Billings isn’t entirely sure where his loyalty lies, but he knows he doesn’t like being jerked around and lied to by anybody. He gets very annoyed when Patrick — who promised to spill silo secrets so shocking that “it’ll ruin your fuckin’ life” — suddenly clams up after Nichols dopes him up and sews him up. Finally, Billings sends everyone out of the room and takes a threatening posture with Patrick, who reluctantly says what he knows: that before Juliette went out, she briefly switched all the silo’s view screens to show the video of the lush green outside. Not everybody saw it, but Patrick did, and it haunts him because now he knows everything he’s ever been told about the world outside is a lie. (We, of course, know that it was the video that’s the lie. But Patrick’s instincts are still spot-on. He doesn’t have to be such a jerk about it, but he’s not entirely wrong.)

Meanwhile, with the Down Deepers, Billing insists that if they keep hiding Knox and Shirley, he can’t help them with anything — and that includes helping Walker figure out where Judicial has taken her ex-wife, Carla. When he does finally find Knox and Shirley (who are smooching at the time, by the way), he radios Bernard and lets him know that he won’t turn them over to Judicial until there’s an investigation into Judge Meadows’s death.

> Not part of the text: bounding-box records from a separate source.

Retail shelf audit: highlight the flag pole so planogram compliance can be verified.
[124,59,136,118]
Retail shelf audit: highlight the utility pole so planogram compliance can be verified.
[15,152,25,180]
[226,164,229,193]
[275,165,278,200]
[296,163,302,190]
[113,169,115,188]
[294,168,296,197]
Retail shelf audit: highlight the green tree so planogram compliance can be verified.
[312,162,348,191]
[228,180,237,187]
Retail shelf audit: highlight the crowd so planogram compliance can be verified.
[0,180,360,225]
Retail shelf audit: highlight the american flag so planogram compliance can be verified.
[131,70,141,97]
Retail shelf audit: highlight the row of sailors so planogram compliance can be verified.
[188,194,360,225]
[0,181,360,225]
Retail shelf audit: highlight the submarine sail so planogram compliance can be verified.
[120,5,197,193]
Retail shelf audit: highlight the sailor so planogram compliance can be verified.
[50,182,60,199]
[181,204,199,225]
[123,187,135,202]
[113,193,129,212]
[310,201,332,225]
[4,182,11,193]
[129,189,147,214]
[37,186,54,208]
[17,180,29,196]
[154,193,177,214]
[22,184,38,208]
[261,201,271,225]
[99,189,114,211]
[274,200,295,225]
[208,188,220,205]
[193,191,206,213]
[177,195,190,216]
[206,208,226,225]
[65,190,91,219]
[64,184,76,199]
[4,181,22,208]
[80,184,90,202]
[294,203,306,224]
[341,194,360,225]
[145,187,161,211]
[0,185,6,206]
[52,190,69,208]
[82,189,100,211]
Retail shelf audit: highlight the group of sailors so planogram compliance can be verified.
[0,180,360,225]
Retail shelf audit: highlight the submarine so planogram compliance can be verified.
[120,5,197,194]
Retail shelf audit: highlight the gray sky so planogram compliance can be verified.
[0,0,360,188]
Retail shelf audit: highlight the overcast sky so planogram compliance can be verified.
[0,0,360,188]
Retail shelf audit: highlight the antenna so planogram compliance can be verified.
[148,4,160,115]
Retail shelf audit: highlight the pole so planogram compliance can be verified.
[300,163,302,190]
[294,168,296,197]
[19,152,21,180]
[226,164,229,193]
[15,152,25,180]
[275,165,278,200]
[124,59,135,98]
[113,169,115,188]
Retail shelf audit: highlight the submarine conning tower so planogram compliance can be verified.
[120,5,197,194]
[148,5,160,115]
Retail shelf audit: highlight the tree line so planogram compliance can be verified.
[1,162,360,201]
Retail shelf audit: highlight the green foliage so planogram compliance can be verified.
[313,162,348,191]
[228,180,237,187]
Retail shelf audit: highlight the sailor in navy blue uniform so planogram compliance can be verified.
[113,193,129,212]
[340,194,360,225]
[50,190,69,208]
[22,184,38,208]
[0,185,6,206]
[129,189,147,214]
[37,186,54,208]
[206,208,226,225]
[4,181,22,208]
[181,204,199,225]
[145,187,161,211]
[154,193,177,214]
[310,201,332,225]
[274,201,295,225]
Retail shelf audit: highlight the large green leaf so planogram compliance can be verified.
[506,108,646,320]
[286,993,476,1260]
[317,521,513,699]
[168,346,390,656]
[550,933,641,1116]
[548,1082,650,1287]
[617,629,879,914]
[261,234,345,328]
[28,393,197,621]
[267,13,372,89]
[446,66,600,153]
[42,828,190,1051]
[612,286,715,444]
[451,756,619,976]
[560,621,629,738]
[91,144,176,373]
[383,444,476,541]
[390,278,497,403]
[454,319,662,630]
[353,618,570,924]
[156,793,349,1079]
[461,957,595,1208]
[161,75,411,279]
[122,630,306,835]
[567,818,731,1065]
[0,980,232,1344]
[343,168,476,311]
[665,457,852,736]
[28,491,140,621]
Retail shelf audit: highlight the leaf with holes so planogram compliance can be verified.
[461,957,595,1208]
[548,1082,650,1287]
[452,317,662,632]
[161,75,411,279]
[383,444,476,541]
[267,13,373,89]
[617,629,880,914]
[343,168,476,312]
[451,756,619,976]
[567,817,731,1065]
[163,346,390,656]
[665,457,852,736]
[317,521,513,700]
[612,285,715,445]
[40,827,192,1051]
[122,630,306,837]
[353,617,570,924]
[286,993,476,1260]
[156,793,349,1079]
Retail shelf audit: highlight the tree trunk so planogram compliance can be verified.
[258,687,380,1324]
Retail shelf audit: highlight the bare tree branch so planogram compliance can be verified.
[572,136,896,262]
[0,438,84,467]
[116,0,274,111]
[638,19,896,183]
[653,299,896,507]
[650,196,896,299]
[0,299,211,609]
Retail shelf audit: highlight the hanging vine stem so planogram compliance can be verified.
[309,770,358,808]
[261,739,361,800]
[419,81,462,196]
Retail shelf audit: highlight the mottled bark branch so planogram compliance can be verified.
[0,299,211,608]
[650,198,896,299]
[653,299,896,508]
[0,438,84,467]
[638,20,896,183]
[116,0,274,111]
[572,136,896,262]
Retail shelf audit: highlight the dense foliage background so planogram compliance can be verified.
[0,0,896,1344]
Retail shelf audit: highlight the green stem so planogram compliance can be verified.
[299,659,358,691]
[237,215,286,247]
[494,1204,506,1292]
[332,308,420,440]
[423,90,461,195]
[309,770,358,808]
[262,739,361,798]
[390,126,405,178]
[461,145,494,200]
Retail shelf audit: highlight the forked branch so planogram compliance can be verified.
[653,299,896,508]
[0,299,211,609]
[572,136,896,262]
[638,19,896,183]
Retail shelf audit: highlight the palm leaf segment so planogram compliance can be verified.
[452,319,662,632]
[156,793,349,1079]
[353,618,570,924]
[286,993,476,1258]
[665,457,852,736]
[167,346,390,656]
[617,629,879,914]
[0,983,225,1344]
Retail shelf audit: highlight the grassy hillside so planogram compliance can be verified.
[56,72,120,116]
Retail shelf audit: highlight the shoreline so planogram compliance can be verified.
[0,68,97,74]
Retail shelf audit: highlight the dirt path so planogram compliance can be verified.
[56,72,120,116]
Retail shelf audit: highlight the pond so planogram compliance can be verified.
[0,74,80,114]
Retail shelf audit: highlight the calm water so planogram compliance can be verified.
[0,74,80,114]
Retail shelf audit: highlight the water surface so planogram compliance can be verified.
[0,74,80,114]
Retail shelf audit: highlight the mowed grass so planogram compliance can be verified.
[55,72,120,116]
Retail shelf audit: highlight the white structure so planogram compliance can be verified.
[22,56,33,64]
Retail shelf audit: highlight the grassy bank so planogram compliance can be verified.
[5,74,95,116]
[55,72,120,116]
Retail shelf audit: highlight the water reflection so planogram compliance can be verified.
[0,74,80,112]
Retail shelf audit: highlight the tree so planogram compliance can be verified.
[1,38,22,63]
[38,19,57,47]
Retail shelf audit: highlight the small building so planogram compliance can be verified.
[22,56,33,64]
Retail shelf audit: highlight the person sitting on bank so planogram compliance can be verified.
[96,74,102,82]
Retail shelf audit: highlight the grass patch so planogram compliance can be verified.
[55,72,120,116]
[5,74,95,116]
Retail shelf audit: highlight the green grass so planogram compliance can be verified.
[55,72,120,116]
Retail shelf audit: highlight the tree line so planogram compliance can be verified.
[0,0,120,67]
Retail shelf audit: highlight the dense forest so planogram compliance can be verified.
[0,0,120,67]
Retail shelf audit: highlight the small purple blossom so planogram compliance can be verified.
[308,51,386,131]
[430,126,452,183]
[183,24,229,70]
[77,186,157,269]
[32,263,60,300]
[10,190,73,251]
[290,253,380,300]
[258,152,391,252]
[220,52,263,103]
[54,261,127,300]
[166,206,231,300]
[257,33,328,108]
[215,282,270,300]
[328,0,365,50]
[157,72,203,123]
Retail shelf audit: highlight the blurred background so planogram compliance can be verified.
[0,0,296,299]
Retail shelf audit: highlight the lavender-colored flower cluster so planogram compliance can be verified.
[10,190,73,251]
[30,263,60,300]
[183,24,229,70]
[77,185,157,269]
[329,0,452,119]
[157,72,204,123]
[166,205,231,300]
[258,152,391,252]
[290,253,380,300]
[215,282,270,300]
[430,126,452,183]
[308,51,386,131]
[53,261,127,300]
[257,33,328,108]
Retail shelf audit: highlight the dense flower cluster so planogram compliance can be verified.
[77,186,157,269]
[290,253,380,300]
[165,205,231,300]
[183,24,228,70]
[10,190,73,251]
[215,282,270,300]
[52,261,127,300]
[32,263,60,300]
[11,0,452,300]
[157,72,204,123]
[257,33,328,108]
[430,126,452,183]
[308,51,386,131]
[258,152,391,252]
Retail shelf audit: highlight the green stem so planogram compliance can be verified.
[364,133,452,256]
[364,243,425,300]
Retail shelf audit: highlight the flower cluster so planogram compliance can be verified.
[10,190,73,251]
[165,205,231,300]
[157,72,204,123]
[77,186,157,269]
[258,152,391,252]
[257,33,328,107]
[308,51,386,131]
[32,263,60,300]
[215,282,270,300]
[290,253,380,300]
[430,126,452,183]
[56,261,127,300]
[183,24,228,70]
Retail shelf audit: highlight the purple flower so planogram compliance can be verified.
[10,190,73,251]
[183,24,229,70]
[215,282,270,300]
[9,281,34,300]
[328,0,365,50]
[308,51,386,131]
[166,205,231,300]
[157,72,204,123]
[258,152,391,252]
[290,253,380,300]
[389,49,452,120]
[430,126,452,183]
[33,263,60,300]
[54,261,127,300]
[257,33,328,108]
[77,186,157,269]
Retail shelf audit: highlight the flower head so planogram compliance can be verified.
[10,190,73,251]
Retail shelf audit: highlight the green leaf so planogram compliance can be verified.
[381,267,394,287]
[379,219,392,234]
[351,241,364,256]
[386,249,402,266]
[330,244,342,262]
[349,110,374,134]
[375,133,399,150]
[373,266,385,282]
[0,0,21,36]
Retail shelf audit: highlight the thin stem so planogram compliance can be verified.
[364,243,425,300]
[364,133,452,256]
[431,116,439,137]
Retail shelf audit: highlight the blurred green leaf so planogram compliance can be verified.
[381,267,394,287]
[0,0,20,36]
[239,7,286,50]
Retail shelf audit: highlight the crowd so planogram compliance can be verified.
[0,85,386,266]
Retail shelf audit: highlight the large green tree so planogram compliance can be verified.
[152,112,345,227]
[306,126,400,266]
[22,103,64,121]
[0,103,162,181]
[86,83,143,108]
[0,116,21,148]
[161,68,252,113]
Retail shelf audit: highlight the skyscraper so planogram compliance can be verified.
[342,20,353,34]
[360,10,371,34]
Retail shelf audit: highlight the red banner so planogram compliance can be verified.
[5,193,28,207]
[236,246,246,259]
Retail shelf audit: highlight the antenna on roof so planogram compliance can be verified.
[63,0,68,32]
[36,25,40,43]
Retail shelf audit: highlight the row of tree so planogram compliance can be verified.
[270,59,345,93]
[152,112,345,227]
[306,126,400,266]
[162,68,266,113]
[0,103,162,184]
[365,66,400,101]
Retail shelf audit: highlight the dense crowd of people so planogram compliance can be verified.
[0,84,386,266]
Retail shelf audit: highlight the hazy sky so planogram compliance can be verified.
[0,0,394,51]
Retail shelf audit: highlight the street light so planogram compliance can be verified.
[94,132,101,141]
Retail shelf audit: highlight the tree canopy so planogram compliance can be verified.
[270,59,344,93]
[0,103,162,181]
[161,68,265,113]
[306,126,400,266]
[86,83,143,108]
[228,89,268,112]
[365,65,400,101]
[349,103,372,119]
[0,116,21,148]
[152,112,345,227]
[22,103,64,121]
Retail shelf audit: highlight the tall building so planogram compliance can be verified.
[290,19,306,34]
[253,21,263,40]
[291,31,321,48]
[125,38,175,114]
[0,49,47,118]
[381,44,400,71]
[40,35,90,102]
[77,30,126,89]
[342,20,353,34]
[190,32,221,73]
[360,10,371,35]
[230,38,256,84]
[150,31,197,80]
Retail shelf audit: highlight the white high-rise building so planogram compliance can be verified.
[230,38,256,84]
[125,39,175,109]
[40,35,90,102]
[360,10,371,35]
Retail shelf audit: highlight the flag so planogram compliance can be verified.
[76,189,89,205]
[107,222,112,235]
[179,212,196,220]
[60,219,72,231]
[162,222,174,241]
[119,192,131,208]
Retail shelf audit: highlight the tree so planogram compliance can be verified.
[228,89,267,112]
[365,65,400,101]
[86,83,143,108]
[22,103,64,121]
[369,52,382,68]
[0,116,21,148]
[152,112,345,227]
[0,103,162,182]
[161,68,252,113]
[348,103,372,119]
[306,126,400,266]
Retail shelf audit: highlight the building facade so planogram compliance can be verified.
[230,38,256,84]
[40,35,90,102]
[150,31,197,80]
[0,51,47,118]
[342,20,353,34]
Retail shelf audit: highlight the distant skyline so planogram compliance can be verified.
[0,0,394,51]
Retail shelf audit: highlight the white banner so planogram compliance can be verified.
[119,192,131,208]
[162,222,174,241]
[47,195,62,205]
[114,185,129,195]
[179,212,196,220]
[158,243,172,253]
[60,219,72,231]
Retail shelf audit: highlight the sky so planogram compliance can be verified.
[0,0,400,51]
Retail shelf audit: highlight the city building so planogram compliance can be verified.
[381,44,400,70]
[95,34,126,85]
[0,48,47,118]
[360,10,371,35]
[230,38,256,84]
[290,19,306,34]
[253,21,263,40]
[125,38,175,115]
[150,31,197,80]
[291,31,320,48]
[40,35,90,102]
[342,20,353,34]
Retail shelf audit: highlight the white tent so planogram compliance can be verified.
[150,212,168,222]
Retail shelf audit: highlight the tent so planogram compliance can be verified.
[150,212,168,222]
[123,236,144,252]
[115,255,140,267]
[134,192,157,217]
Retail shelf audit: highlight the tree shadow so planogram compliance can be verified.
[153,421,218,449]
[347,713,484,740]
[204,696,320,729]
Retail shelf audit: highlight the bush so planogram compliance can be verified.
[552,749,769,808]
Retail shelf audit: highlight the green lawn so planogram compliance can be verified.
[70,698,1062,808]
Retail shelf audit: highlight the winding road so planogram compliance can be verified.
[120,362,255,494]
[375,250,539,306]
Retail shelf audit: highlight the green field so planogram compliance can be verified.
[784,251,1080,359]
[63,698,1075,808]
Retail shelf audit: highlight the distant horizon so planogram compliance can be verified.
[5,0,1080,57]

A flustered Bernard shuts down all radio communications, lest people throughout the silo hear the sheriff defying the mayor.

And so we return to Bernard, who is much less confident by the end of this episode than he appeared to be at the start. At one point, during a visitation with Mary Meadows’s corpse, he breaks down crying, confessing that he murdered her due to “the calculations” and that her death ultimately might make no difference. “140 years of stability,” he says, “and it could all end on my watch.”

Speaking of plans … what’s that old saying about the best-laid ones?

The Down Deep

• I don’t want to say that “the Syndrome” is a load of bull crap, but I do find it suspicious that when Sheriff Billings stops taking his special herbs and suffers no apparent physical consequences, his wife suggests it’s because he’s “changed.” I’m not sure “becoming a take-charge kind of guy” has that much effect on non-imaginary afflictions.

• Walker has a nice moment with Dr. Nichols, who pays her a visit while he’s on the Mechanical level. He thanks her for taking care of Juliette for so many years, and Walker replies, “It was her who took care of us.” But then when he asks if she thinks Juliette’s alive, Walker crushes his hopes by saying “no.” She thinks Juliette walked out of view of the camera only so that her loved ones wouldn’t have to watch her die.

• Plot point to keep an eye on: While Bernard is trying to get to the bottom of Camille’s decision to help Knox and Shirley escape the mob’s vigilante justice, he lets her know that it was her husband who planted the agitators in that mob. Clearly, Bernard sees some tactical value in getting the Sims family to question one another’s decisions.

• There are two more crucial plot points introduced toward the end of this episode that will likely get more play next week. In one, Lukas tries to crack the code in Salvador Quinn’s letter and gets so flummoxed that Bernard makes a shocking decision: He swears Lukas in as his new IT shadow, so that under the rules of the Pact he can share pertinent secrets. You know what that means, don’t you, Silo fans? Next episode, we might start getting that thing all “mystery box” shows eventually must deliver. It’s “answers” time!

• Solo is responsible for the other “to be continued” cliffhanger in this episode, as he helps Juliette recover from her infection and then confesses that he will be holding her suit and helmet hostage until she can get the water pump going. Looks like she won’t be leaving Silo 17 and heading home anytime soon.

• I hope you all saw the announcement earlier this week that Silo has been renewed for two more seasons, with the completed four-season series intending to cover the entirety of Hugh Howey’s multi-book saga. This is great news, as this show is really starting to find a groove and it would’ve been a shame if its creator, Graham Yost, didn’t get to tell the whole story.